Upcoming BMS Events

September 29, 2016 Boston Public Library William Shakespeare Exhibit 

(This is a general description of the exhibit from the Map Center’s website; details about this specific event will be posted soon.)

William Shakespeare’s comedies, tragedies and histories were situated in a number of locations throughout Europe, Asia and Africa. These plays spanned the centuries, from classical times to the Renaissance. In this exhibition of forty maps, images and three-dimensional objects, visitors will learn about Britain in the time of Shakespeare, discover centuries-old maps illustrating where the plays were set, and understand the symbolic role that geography held to the dramas.

Kronborg Castle in Denmark, known as Elsinore in Hamlet, will be highlighted in the exhibition. A 1629 Dutch map depicting the Danish Kingdom, along with a vignette illustrating “Elsenor,” will be on display. Complementing this map will be an original print of “Cronenburg” from Samuel von Pufendorf’s 1696 historical atlas.  Shakespeare’s Here and Everywhere will complement a larger exhibition which will open at the Boston Public Library in October 2016, highlighting the Bard’s first folios.

 

October 19, 2016, 5:30 pm
Boston Public Library, Abbey Room
Peter Whitfield Mapping Shakespeare’s World

November 10, 2016, 5:30 pm
Boston Public Library, Commonwealth Salon
James A. Welu, Director Emeritus of the Worcester Art Museum, will present a lecture about Jan Vermeer’s The Geographer.

No other painter from 17th-century Holland expressed a greater interest in cartography than Jan Vermeer. His detailed depictions of maps and globes coincide with the great age of exploration and mapmaking. This lecture by the leading authority on Vermeer’s use of cartographic material demonstrates that all of the maps and globes in Vermeer’s paintings can be identified, though few originals still exist. These cartographic objects and the ways in which Vermeer used them not only add further meaning to his allegorical subjects and scenes of everyday life; they also shed light on Vermeer’s working method, including his possible use of the camera obscura.
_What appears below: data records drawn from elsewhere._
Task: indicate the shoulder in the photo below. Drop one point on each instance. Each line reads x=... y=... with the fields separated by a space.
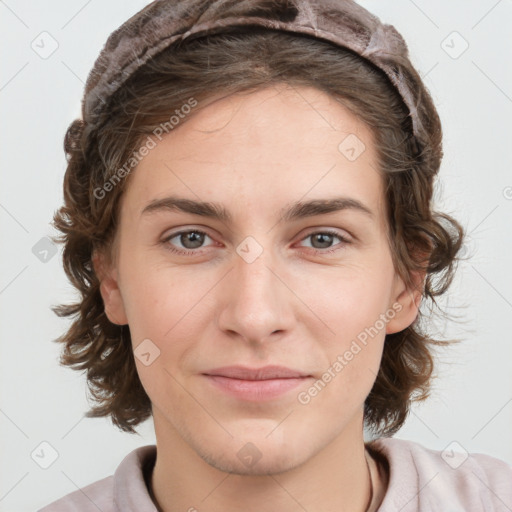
x=125 y=490
x=422 y=479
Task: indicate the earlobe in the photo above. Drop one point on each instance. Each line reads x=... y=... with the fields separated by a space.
x=406 y=304
x=110 y=292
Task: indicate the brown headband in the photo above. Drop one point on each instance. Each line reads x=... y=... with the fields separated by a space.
x=164 y=22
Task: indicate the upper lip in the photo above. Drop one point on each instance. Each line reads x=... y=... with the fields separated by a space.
x=263 y=373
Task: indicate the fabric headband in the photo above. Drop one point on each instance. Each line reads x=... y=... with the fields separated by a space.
x=164 y=22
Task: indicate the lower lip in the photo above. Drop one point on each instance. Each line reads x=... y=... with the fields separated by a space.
x=255 y=390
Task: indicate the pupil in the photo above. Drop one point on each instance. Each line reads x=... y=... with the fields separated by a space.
x=327 y=239
x=192 y=240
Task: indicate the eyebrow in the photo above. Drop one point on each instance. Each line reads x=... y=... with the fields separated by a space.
x=293 y=211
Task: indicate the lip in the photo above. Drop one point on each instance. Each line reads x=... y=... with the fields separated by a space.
x=256 y=384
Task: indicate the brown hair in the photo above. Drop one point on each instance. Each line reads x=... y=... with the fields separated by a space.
x=244 y=60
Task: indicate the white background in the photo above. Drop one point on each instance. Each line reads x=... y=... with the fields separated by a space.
x=40 y=401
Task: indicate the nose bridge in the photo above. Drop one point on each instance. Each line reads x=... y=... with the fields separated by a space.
x=257 y=303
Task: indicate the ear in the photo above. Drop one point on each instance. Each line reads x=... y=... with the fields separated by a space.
x=109 y=289
x=406 y=302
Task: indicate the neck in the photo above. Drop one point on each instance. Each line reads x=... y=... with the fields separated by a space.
x=334 y=479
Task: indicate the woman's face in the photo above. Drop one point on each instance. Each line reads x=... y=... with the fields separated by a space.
x=270 y=279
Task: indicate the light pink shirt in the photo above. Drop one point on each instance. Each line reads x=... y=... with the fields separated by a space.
x=420 y=480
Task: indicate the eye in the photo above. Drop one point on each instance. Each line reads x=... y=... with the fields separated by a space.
x=322 y=241
x=190 y=240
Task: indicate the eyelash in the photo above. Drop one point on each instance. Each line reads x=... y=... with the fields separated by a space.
x=190 y=252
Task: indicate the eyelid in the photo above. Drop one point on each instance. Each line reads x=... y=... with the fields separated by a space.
x=344 y=240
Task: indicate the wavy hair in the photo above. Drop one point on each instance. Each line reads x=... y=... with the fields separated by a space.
x=236 y=61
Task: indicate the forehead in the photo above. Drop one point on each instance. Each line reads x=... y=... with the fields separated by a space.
x=259 y=151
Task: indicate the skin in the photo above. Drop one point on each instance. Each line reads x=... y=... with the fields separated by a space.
x=255 y=154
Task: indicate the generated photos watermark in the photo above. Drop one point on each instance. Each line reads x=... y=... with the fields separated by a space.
x=137 y=156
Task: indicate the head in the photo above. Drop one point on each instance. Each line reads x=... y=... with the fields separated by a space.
x=258 y=122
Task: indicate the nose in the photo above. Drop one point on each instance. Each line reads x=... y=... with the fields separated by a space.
x=256 y=300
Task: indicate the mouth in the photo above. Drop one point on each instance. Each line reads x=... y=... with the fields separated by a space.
x=256 y=384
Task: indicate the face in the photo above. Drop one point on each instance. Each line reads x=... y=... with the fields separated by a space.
x=280 y=279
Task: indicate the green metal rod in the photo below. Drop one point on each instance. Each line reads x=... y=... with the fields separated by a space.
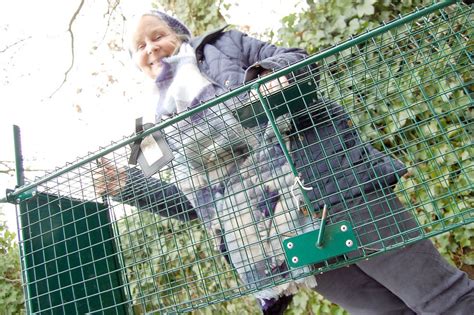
x=20 y=171
x=240 y=90
x=319 y=242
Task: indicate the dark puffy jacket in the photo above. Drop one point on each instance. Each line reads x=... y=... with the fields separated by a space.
x=249 y=193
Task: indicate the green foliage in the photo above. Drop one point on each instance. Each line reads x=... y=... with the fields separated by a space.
x=155 y=251
x=11 y=293
x=199 y=15
x=328 y=22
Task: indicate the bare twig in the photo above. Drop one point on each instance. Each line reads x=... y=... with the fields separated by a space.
x=10 y=280
x=14 y=44
x=7 y=167
x=74 y=16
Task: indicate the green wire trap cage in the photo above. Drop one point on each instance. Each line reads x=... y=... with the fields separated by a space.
x=364 y=148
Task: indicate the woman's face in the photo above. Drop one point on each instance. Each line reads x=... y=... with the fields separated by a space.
x=152 y=41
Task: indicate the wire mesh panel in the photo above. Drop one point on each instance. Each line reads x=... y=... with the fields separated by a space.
x=364 y=148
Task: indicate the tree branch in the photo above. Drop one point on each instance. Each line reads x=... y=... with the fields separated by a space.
x=73 y=18
x=15 y=43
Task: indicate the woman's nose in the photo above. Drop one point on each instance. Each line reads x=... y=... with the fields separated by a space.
x=151 y=48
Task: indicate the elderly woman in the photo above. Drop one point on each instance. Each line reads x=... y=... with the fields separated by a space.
x=238 y=182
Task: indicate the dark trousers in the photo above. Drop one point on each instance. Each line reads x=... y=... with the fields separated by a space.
x=411 y=280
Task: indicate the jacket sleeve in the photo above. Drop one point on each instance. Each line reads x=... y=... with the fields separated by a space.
x=258 y=55
x=156 y=196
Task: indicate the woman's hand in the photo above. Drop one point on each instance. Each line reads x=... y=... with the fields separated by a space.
x=269 y=87
x=273 y=85
x=108 y=178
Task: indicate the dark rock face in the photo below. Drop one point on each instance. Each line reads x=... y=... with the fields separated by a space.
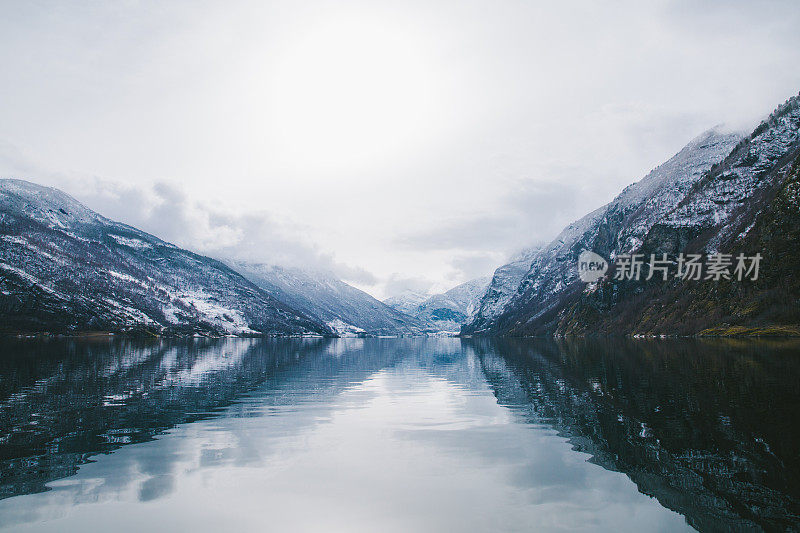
x=66 y=269
x=344 y=308
x=739 y=204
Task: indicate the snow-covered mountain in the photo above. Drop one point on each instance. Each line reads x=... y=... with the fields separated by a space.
x=707 y=198
x=407 y=301
x=748 y=204
x=617 y=227
x=504 y=284
x=344 y=308
x=448 y=311
x=65 y=268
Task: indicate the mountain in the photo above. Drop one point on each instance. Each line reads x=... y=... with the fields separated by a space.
x=65 y=268
x=345 y=309
x=502 y=287
x=618 y=227
x=407 y=301
x=748 y=204
x=719 y=194
x=445 y=312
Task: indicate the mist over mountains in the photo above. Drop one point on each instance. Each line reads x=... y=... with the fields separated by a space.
x=67 y=269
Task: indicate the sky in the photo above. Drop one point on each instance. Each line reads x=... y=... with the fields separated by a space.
x=401 y=145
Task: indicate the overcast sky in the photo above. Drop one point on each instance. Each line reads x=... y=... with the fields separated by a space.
x=400 y=144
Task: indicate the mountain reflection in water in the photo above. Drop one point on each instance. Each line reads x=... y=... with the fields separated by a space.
x=424 y=434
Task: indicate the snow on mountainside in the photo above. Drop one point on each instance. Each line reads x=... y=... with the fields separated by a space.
x=617 y=227
x=747 y=204
x=65 y=268
x=346 y=310
x=504 y=284
x=717 y=201
x=448 y=311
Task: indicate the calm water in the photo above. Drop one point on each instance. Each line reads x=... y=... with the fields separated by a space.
x=399 y=435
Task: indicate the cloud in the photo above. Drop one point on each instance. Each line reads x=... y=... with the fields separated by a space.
x=529 y=212
x=168 y=213
x=398 y=284
x=474 y=265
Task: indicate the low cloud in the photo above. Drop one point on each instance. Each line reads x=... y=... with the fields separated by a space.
x=475 y=265
x=398 y=284
x=168 y=213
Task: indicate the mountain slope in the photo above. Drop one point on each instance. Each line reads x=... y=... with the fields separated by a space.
x=445 y=312
x=407 y=302
x=618 y=227
x=65 y=268
x=748 y=204
x=344 y=308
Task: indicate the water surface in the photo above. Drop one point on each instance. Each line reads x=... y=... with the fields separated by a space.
x=399 y=435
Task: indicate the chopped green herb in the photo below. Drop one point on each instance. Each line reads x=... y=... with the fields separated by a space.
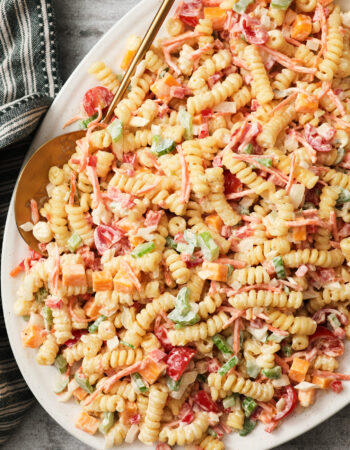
x=172 y=384
x=61 y=364
x=343 y=197
x=162 y=146
x=248 y=427
x=222 y=344
x=248 y=406
x=230 y=401
x=228 y=365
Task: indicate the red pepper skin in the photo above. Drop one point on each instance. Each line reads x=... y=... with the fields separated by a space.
x=178 y=360
x=232 y=183
x=205 y=402
x=291 y=398
x=337 y=386
x=97 y=97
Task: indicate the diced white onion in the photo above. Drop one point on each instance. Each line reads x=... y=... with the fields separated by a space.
x=132 y=434
x=27 y=226
x=229 y=107
x=187 y=379
x=306 y=386
x=296 y=194
x=138 y=122
x=36 y=320
x=113 y=343
x=280 y=382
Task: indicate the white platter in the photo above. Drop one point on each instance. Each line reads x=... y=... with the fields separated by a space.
x=41 y=379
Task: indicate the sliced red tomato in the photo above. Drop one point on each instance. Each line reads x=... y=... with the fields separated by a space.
x=178 y=360
x=205 y=402
x=290 y=396
x=232 y=183
x=191 y=12
x=96 y=97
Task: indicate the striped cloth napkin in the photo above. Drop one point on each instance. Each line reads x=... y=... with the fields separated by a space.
x=29 y=81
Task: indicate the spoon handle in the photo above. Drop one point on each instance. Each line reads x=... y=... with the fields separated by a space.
x=144 y=47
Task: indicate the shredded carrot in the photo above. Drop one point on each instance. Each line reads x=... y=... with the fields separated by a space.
x=291 y=173
x=132 y=274
x=236 y=345
x=185 y=181
x=236 y=195
x=284 y=102
x=287 y=62
x=73 y=184
x=261 y=286
x=333 y=221
x=34 y=210
x=305 y=222
x=234 y=263
x=326 y=374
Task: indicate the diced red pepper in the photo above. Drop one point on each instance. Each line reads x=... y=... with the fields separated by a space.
x=337 y=386
x=178 y=360
x=205 y=402
x=291 y=398
x=232 y=183
x=97 y=98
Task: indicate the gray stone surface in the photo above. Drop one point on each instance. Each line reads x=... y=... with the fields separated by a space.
x=80 y=24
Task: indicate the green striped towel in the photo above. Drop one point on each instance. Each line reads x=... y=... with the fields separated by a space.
x=29 y=81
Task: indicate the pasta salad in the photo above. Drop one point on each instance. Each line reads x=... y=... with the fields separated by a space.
x=197 y=278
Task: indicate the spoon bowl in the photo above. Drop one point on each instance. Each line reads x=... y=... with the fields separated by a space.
x=33 y=179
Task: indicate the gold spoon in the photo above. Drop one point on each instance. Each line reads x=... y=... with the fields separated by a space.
x=57 y=151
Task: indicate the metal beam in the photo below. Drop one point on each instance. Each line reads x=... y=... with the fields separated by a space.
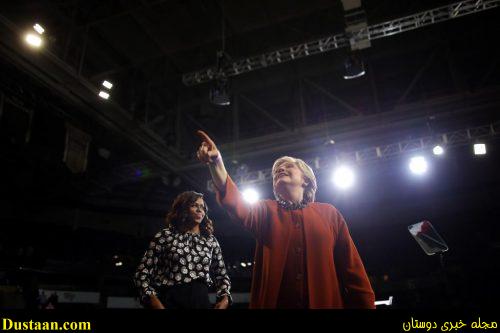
x=377 y=153
x=341 y=40
x=58 y=76
x=417 y=77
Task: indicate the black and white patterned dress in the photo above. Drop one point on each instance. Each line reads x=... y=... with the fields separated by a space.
x=175 y=258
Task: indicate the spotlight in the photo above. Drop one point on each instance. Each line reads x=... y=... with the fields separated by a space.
x=33 y=40
x=418 y=165
x=219 y=93
x=250 y=195
x=354 y=67
x=343 y=177
x=479 y=149
x=438 y=150
x=103 y=94
x=38 y=28
x=107 y=84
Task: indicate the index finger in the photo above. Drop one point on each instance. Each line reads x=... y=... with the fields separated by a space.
x=205 y=137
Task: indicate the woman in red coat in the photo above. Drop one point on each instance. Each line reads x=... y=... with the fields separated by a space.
x=304 y=257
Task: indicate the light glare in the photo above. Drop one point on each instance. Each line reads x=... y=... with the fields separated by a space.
x=479 y=149
x=418 y=165
x=107 y=84
x=343 y=177
x=250 y=195
x=33 y=40
x=438 y=150
x=103 y=94
x=38 y=28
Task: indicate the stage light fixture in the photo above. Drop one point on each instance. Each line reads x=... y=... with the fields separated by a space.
x=33 y=40
x=107 y=84
x=38 y=28
x=250 y=195
x=438 y=150
x=343 y=177
x=418 y=165
x=479 y=149
x=103 y=94
x=354 y=67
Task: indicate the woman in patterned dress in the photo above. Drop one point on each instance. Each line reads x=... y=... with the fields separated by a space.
x=183 y=260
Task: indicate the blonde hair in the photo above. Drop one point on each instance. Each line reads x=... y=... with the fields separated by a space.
x=310 y=178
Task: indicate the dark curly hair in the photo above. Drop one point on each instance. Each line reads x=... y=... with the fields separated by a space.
x=178 y=215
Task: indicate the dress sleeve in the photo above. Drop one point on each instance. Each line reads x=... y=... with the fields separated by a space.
x=252 y=217
x=219 y=272
x=354 y=280
x=147 y=271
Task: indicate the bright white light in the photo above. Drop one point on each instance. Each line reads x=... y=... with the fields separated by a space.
x=385 y=302
x=103 y=94
x=38 y=28
x=107 y=84
x=33 y=40
x=343 y=177
x=479 y=149
x=438 y=150
x=418 y=165
x=250 y=195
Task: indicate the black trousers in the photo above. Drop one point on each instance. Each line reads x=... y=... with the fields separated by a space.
x=193 y=295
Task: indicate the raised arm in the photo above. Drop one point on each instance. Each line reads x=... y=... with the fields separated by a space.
x=210 y=155
x=250 y=217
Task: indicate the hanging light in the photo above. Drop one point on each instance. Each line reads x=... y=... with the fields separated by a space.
x=353 y=67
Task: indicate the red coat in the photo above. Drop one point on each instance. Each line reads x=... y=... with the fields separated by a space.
x=335 y=273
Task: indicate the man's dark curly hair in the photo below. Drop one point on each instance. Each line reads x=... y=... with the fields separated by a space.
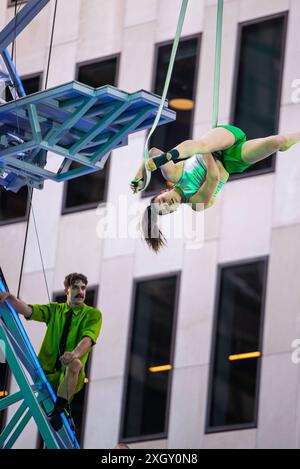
x=72 y=278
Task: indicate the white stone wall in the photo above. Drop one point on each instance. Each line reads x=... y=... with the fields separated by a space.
x=257 y=216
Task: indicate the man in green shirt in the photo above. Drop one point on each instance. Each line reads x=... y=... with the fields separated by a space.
x=72 y=330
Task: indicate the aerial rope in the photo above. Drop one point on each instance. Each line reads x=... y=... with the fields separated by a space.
x=30 y=188
x=217 y=75
x=147 y=174
x=31 y=211
x=218 y=56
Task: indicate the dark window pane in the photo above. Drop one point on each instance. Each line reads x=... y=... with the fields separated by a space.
x=14 y=206
x=259 y=80
x=147 y=392
x=88 y=191
x=31 y=85
x=182 y=86
x=235 y=382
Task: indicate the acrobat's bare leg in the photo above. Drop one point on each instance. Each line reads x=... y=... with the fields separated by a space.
x=261 y=148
Named Director Emeritus of the Worcester Art Museum in 2011, James Welu joined the staff of the Museum in 1974 as assistant curator and went on to serve 6 years as chief curator and 25 years as director. Born in Dubuque, Iowa, Welu began his career as an artist and taught studio art in college before pursuing further studies in art history.  He holds a BA from Loras College, an MA and MFA in studio art from the University of Notre Dame, a PhD in art history from Boston University. A specialist in 17th-century Dutch and Flemish art, Welu has published and lectured widely and organized a variety of exhibitions, including Judith Leyster: A Dutch Master and Her World. Welu served as president of the Association of Art Museum Directors and chair of the Accreditation Commission of the American Alliance of Museums. He has also served on the advisory council for the Princeton University Art Museum and the Snite Museum of Art at the University of Notre Dame and is active in numerous organizations in the Worcester community.